For instance the power of the Scotsman about any matter affecting Edinburgh would be considerably more effective than even that of the Times in any question which was of importance in London. And not only in civic matters does the Scotsman hold sway but owing to its unique position in the capital without a rival and the provident business talent which gave it an extensive circulation throughout all Scotland, it has come to be the national newspaper of the country. Founded in 1817 it led only a precarious existence under the régime of a 3s. 6d. tax on advertisements, the penny stamp on the paper and the paper duty. But when these were gradually reduced and removed the paper began to forge ahead. But the predominant position which it now holds in Scotland was due to the combined talents of two very remarkable men. One was the brilliant and untiring journalist, Alexander Russel, who sat in the editorial chair from 1848–1876. He took a leading part in the initial Free Trade controversy.
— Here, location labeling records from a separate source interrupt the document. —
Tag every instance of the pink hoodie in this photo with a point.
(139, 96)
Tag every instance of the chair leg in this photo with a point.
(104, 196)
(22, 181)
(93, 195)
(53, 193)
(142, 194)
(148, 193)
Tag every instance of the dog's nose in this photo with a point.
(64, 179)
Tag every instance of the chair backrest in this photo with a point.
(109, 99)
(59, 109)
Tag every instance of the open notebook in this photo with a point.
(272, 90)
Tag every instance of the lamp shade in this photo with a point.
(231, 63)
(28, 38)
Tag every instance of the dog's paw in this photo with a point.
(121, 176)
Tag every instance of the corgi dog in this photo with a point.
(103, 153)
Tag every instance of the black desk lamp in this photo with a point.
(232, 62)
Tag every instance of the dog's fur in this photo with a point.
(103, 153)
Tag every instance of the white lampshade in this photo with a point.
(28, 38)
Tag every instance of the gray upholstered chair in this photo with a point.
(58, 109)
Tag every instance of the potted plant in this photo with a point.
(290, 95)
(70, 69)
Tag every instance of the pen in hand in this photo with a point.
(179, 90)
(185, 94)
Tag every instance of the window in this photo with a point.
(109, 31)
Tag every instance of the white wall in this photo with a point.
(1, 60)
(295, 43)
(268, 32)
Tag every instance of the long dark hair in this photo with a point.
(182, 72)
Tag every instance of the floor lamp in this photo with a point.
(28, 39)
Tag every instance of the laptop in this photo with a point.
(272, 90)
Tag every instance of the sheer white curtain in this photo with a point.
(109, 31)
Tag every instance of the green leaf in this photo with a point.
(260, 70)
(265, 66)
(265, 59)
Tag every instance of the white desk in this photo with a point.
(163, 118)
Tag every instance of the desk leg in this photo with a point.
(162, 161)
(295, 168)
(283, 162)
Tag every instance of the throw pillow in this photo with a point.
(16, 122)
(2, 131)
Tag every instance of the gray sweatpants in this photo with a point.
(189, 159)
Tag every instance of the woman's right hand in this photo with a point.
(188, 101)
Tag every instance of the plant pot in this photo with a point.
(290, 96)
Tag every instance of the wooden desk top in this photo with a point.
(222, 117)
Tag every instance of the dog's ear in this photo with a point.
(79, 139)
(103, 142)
His remarkable knowledge of church questions endeared him to a theological people but probably it was his gift of humour and his hatred of bigotry and shams of all kinds, which gained the paper its wide popularity. The other factor was the close attention to detail and remarkable foresight in affairs of Mr. James Law, probably the ablest newspaper manager in the kingdom, who has held the reins of business control for over fifty years. His achievement in placing the Scotsman in the forefront as a national paper is the more remarkable, since the home city in whose midst it grew up was greatly exceeded in wealth and population by Glasgow. The Scotsman now stands as one of the most solid newspaper properties in the whole country. Its ownership is in the hands of the Findlay and Law families and the present editor is Mr. Croall.